Note. Bolded results indicate the best model performance under the same conditions.

As shown in Table 14, WSER models performs better than those of other compared methods in all the rest cases, which further highlights the effectiveness of the proposed method.

Discussion

The results presented in Tables 5 and 7 offer insightful observations regarding model performance across different domains. When the models are constructed directly based on the labeled data in the target domain, the model performance can be limited. After reweighting the source data, notable improvements can be observed on some tasks for models built with the weighted data. The enhancement of model performance on specific tasks suggests that data weighting can help reduce the difference in feature distribution between the source and target domains on these tasks. However, there are still some tasks where the model performance gets worse with the weighted data. This may indicate a large difference in feature distribution between the source and target domains on these tasks, making it difficult to bridge this gap through data weighting alone. In contrast, the proposed method, which employs labeled data from both the source and target domains, demonstrates a clear advantage. Its performance surpasses that of models constructed either solely with the labeled data from the target domain or with the weighted labeled data from both domains. This indicates that the validity of the proposed method in not only extracting shared knowledge from the source domain but also in facilitating a more effective transfer of this knowledge between the two domains. Consequently, the proposed method enhances model performance in the target domain, even in situations where the feature distributions between the source and target domains are markedly distinct, which underscores the robustness of the proposed method in adapting to and overcoming challenges posed by significant differences in feature distribution.

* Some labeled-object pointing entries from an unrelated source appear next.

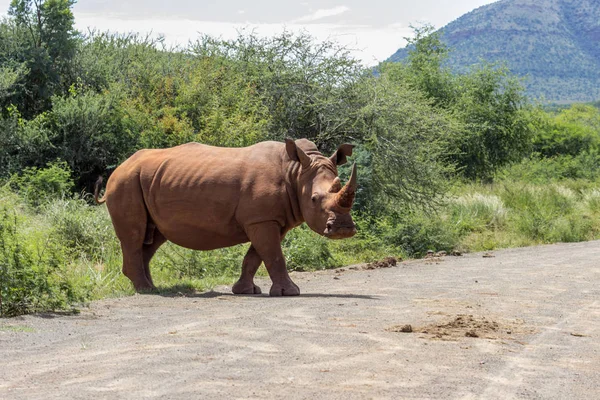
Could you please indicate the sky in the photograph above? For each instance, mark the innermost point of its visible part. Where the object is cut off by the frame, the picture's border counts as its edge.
(372, 29)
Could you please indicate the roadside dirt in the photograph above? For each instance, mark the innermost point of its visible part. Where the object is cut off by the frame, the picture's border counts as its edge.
(512, 324)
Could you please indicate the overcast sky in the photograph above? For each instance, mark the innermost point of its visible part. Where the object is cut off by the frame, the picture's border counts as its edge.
(375, 29)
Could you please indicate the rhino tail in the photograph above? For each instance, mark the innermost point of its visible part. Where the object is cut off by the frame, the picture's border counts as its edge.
(97, 191)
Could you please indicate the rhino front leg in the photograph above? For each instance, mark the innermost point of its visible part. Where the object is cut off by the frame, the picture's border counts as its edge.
(266, 239)
(245, 285)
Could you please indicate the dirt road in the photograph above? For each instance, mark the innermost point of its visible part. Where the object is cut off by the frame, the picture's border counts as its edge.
(524, 323)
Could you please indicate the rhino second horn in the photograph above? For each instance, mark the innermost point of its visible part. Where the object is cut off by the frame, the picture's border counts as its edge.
(345, 197)
(336, 186)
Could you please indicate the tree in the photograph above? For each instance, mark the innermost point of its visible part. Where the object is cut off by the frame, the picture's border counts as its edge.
(42, 42)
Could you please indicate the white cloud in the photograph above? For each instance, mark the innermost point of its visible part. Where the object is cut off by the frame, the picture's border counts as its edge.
(322, 13)
(368, 44)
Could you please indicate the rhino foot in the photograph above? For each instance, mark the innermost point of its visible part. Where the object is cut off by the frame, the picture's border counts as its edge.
(245, 288)
(290, 289)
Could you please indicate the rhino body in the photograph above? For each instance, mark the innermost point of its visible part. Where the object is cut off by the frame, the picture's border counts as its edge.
(203, 197)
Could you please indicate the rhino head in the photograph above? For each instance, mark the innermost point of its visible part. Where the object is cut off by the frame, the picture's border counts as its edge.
(325, 204)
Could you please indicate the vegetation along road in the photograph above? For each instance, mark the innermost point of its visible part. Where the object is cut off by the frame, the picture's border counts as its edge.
(518, 323)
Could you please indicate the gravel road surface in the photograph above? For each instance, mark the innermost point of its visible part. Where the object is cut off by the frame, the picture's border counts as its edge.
(513, 324)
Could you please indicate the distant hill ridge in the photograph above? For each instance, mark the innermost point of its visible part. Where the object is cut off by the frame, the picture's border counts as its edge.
(556, 43)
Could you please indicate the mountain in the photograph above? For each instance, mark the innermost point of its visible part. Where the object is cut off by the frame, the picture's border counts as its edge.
(554, 43)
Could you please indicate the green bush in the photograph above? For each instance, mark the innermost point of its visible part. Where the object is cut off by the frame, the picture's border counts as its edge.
(40, 185)
(33, 269)
(305, 250)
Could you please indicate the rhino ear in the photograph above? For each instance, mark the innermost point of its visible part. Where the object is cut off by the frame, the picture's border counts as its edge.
(341, 154)
(296, 153)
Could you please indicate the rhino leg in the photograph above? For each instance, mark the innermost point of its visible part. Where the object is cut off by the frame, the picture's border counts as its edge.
(149, 249)
(266, 239)
(130, 217)
(245, 285)
(133, 267)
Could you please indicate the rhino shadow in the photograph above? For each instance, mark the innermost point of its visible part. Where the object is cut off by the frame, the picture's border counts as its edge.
(211, 294)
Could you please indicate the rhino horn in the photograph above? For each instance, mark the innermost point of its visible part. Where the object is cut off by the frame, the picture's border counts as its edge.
(345, 197)
(336, 185)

In addition, the proposed WSER method outperforms the compared methods without transfer learning, indicating that the knowledge from the source domain can be utilized to construct an effective model for the target task. Moreover, according to Tables 13 and 14, the WSER method achieves better performance compared to other transfer-learning-based methods. These results demonstrate the effectiveness of the WSER method in extracting and transferring knowledge for fault diagnosis.

To sum up, when dealing with limited data in fault diagnosis problems, it can be challenging to construct an effective model due to cost or other limitations. The proposed method addresses this issue by extracting knowledge from a source domain and transferring it to the target domain. The fault diagnosis model built with transferred knowledge can provide better predictive power for the target task. Additionally, the proposed method based on decision tree offers better interpretability compared to other black-box machine learning methods. This transparency allows engineers to understand how the recommended decisions are made, enhancing the reliability of system operation and maintenance.

Conclusion

Data-driven methods can be effective for fault diagnosis of complex systems. However, the application of data-driven fault diagnosis methods can be limited due to the lack of data. To tackle this challenge, this study develops a cross-domain decision method for fault diagnosis. This method can facilitate the knowledge transfer from the source domain to the target domain. Firstly, the features are extracted from the time, frequency, and time-frequency domains. The data weights are determined following the idea of instance transfer, which can reduce the distribution dissimilarity between the source and target data. The extracted features are then selected using the estimated data weights. Finally, the knowledge contained in the source model is transferred to the target domain using the proposed method. The efficacy of the method is thoroughly validated on the CWRU and SEU engineering fault datasets. This validation is further accentuated through a comparative analysis of the proposed method against machine learning methods and other transfer learning-based methods, underlining its superior performance.

The principal limitations of this study are as follows: (1) the proposed method constructs the model with features extracted using specific methods, which may need adjustment in different decision scenarios; and (2) the feature spaces of the source and the target domains are assumed to be the same, which may not be applicable in some problems.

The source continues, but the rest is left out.